Mehrere Schwachstellen in Junos OS ermöglichen einem entfernten, auch nicht authentisierten Angreifer die Durchführung von Denial-of-Service (DoS)-Angriffen, das Ausspähen von Informationen und das Umgehen von Sicherheitsvorkehrungen. Ein nicht authentisierten Angreifer im benachbarten Netzwerk kann zudem Informationen falsch darstellen und weitere Denial-of-Service-Angriffe durchführen. Ein lokaler, einfach authentisierter Angreifer kann Privilegien eskalieren.

Juniper stellt Sicherheitsupdates zur Verfügung, um die Schwachstellen zu schließen. Die Schwachstelle CVE-2017-2315 betrifft ausschließlich Switches der EX-Serie.

Juniper informiert außerdem über die NTP-Schwachstellen CVE-2016-9311, CVE-2016-9310, CVE-2015-7979, CVE-2015-7973, CVE-2016-7431, CVE-2016-7429, CVE-2016-7427 und CVE-2015-8158, welche Junos OS Systeme betreffen, deren NTP Server innerhalb der '[edit system ntp]'-Hierarchieebene konfiguriert sind, und stellt hierfür entsprechende Sicherheitsupdates bereit. Anwender, die den zuvor in der Sicherheitsmeldung JSA10613 genannten Workaround schon umgesetzt haben, sind vor einer entfernten Ausnutzung der Schwachstellen in NTP bereits geschützt.
Eine Schwachstelle in den Juniper M-Series und MX-Series Routers ermöglicht es einem nicht authentisierten Angreifer im benachbarten Netzwerk durch das Versenden speziell präparierter IPv6 Neighbor Discovery (ND) Nachrichten einen Denial-of-Service (DoS)-Angriff durchzuführen.
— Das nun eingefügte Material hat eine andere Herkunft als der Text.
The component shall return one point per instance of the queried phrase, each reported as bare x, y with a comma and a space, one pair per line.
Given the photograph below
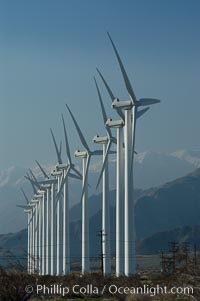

Juniper stellt mit Junos OS 15.1R5, 16.1R3, 16.2R1 Sicherheitsupdates zur Verfügung, um die Schwachstelle zu schließen.
Durch eine Schwachstelle in Adobe ColdFusion kann ein entfernter, nicht authentisierter Angreifer einen reflektierten Cross-Site-Scripting-Angriff durchführen. Eine weitere Schwachstelle im mit Adobe ColdFusion ausgelieferten Apache Flex BlazeDS ermöglicht dem Angreifer möglicherweise die Ausführung beliebigen Programmcodes.

Adobe informiert über die Schwachstellen in ColdFusion 10, 11 und 2016 und veröffentlicht ColdFusion 10 Update 23, 11 Update 12 und 2016 Update 4 als Hotfixes zur Behebung der Schwachstellen. Die Schwachstelle CVE-2017-3066 wird adressiert, indem eine neue Version von Apache Flex BlazeDS (wahrscheinlich 4.7.3) integriert wird. Zu dieser Schwachstelle stehen noch keine Informationen zur Verfügung.
In Google Chrome und Chromium vor Version 58.0.3029.81 existieren insgesamt 29 Schwachstellen, von denen Google nur jene explizit auflistet, die von externen Sicherheitsforschern entdeckt wurden. Die aufgeführten Schwachstellen ermöglichen einem entfernten, nicht authentifizierten Angreifer das Ausführen beliebigen Programmcodes, das Umgehen von Sicherheitsvorkehrungen, die Durchführung von Denial-of-Service (DoS)-Angriffen und das Darstellen falscher Informationen. Für drei der aufgelisteten Schwachstellen wird die Kritikalität vom Hersteller als 'hoch' eingestuft.

Google hat das Chrome Stable Channel Update for Desktop 58.0.3029.81 für Windows, Mac OS X und Linux zur Behebung dieser Schwachstellen veröffentlicht. Außerdem werden eine Reihe kleinerer Fehler (Bugs) mit diesem Sicherheitsupdate adressiert.